Поэтому нужно все неблагополучные семьи ставить на учет, наблюдение, ими заниматься. Но, к сожалению, очень часто бывает, что после одного посещения принимается скоропалительное решение об изъятии, я много знаю таких случаев.
Да и у органов опеки не так-то много средств для того, чтобы помочь человеку. У них тоже нет фонда, с помощью которого можно помочь в лечении человеку, еще в каких-то вещах, ту же крышу починить.
— То есть сейчас много ситуаций, когда из-за дырки в крыше детей изымают, хотя можно было бы помочь нормальной семье, а есть много ситуаций, когда не связываются, потому что или информаторы, или ведут себя тихо, или статистика в этом месяце закрыта и ее повышать не надо?
— Не знаю, может быть, я просто статистику не знаю, но ситуация многообразна. Я в этом абсолютно четко убедился, что большинство изъятий не только оправданны, они необходимы, это единственный вариант. Но, к сожалению, куда дети изымаются-то? В государственный детский дом, который доказал свою недееспособность. Нужно другую систему создавать.
— Какую?
— Маленьких приемных семей обязательно с государственным контролем, со специально подготовленным персоналом.
— Отец Димитрий, а как вы относитесь к тенденции укрупнения детских домов, когда закрываются маленькие, достаточно благополучные детские дома, и объединяются в один большой?
— Отрицательно. Я вообще против всякого укрупнения.
Для меня это очень большая скорбь, потому что большие собрания детей больше похожи не на детское учреждение, а на сумасшедший дом. Никакой вдумчивый педагогический процесс осуществлять там невозможно.
— Получается, что процесс идет обратный тому, каким он должен быть?
— Да.
Вести диалог и работать самому
— Можем закончить на какой-нибудь оптимистической ноте?
— Оптимистическая нота такая, что Господь нам повелел являть свою любовь к ближнему. А ближний — это кто? Тот, до кого ты рукой можешь дотянуться. Поэтому если каждый этим озаботится — жить не на свой карман, а как-то посмотреть пошире, — то у нас все проблемы решатся моментально в течение месяца.
А так как мы все привыкли уповать исключительно на верховную власть, просто привыкли, нас к этому приучили, то, конечно, этот процесс будет очень медленным. Сейчас без власти в стране радикально что-то решить, конечно, невозможно, и нужно этот диалог вести, но все-таки нужно обязательно делать что-то и самому.

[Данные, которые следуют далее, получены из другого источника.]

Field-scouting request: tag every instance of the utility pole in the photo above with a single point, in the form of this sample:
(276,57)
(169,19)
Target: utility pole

— То есть развивать эти горизонтальные связи?
— Обязательно, да. Можно создавать общественные организации из двух-пяти человек. Допустим, мы создали такую с одиозным названием «Опека». Занимаемся с социально убитыми семьями. Приходим в семью, смотрим, что нужно.
— Есть реальные результаты?
— Видим, что маму нужно вылечить от алкоголизма, — мы этим занимаемся. Сейчас двоих детей взяли, чтобы родители пока сделали ремонт после пожара. Мы им реально помогаем. Третьей матери покупаем дом. Что-то малое, что можем сделать. Дайте триллион долларов, мы и его освоим.
— Понятно. Спасибо большое, отец Димитрий.
— Пожалуйста, Анечка, и Вам спасибо, что на нас потратили время.